Tuesday, July 26, 2005

Red-tinted nostalgia

I'm watching Good Bye, Lenin! for the second time - I didn't much like it the first time I saw it, but it's one of those movies that actually gets better on a second watching.

And of course, like everything else, this made me think of me (if you hadn't noticed - I'm an egomaniac).

I've been nostalgic for Communism since 1991. I grew up in Europe, so I remember the changes better than Americans my age, and because I didn't live in a Communist country and only visited on vacation, I remember the changes better than those my age who live in the former Communist countries. My nostalgia happened so quickly. It happened when the shelves in Hungary stopped stocking my favorite products, which was a few months after the fall. First, it was the insidious branding of everyday goods like sour cream and yogurt with German and Dutch company names, then the disappearance of the few notable brands - Traubisoda, Turo Rudi.

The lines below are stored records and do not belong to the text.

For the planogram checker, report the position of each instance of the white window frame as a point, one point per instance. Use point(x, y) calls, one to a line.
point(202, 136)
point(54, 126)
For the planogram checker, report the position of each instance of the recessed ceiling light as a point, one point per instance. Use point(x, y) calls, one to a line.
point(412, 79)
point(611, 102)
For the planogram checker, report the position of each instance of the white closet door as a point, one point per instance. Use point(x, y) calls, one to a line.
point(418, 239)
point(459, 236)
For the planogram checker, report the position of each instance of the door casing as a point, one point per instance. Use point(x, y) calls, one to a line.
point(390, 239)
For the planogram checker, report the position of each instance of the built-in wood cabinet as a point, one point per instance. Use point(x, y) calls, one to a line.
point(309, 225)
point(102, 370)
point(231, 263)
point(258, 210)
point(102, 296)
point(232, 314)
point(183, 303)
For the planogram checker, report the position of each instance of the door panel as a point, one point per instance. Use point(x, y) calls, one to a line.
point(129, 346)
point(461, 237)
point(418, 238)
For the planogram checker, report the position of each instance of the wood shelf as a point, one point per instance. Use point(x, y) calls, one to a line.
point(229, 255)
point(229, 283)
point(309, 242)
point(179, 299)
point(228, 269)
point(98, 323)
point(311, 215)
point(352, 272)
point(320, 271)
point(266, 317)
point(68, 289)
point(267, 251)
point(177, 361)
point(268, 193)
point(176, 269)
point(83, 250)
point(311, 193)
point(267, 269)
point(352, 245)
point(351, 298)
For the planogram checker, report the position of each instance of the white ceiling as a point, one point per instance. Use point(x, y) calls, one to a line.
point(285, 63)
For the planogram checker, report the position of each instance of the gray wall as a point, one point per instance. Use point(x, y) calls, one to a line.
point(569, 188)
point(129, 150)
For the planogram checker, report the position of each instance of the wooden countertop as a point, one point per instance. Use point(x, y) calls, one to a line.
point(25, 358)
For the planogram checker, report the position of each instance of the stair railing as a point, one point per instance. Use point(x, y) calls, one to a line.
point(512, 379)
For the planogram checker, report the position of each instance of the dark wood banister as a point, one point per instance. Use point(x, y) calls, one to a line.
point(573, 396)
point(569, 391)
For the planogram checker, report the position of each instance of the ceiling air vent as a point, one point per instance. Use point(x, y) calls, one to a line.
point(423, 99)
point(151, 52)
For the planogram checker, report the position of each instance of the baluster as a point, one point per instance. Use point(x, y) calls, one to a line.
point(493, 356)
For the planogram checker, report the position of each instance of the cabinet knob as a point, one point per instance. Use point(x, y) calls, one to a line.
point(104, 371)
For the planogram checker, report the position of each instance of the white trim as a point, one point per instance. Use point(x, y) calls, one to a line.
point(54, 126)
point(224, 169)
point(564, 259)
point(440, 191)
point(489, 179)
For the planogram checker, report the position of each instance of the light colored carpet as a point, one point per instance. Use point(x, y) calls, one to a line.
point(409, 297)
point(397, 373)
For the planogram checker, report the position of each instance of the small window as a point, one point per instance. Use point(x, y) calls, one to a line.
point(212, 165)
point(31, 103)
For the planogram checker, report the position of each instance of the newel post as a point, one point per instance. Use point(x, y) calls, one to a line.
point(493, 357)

Of course within a couple of years, most of those products were back, side-by-side on the shelves with the new products. La Vache Qui Rit just wasn't the same as Maci (Teddy Bear) cheese. Danon Rudi may be creamier and tastier than the somewhat chunky Turo Rudi, but it wasn't the same. And Traubisoda - well, there's nothing at all like Traubisoda - the delicately fizzy, not too sweet white grape soda. Some things changed. The packaging, even on these old-skool products, took on a western capitalist sheen. Traubisoda suddenly came in plastic rather than glass bottles. Turo Rudis had modern lettering and advertising campaigns. Maci cheese...well, still looked a hell of a lot like the old Maci cheese.

I used to think that only someone who hadn't lived through it could be nostalgic for it. The emotion in my mother's voice when we were driving up north on the 4th of July listening to the Best of Communism, a collection of Hungarian Communist songs showed that this isn't true any more - even the anti-Communists can feel nostalgia. The only difference is that I could be nostalgic a month after it ended. It took her years to feel any kind of nostalgia - and the nostalgia she feels is certainly not for the regime, but rather for the idealism that some people held - the true believers who weren't corrupted by power - the little people who actually benefited from it. Because some did. At least in Hungary.

You go to Hungary today and looking at the young people you could be in a B-grade version of the A-grade Hollywood movie that is America. Petofi, Adi and Jokai have been replaced with Danielle Steele, Stephen King, and John Grisham. Bartok, Kodaly and Liszt have been overshadowed by Britney Spears, Creed and Linkin Park. Instead of bread and lard parties with poetry readings, anti-government jokes and lots of palinka, you find generic bars and over-sexed dance clubs with bad music, a lack of humor and over-priced cocktails. No wonder my mother can be nostalgic.

2 Comments:

Blogger satmandu said...

If you're trying to inspire a bread and lard party with poetry readings, anti-government jokes and lots of palinka in Harlem, you just may have succeeded.

The Palinka may sadly be in limited supply...

8:52 AM  
Anonymous Anonymous said...

Of course you fail to mention the fun and frivolity of the gulags and the death of a million or so kulaks, but what is that in comparison with your mother's sweet nostalgia?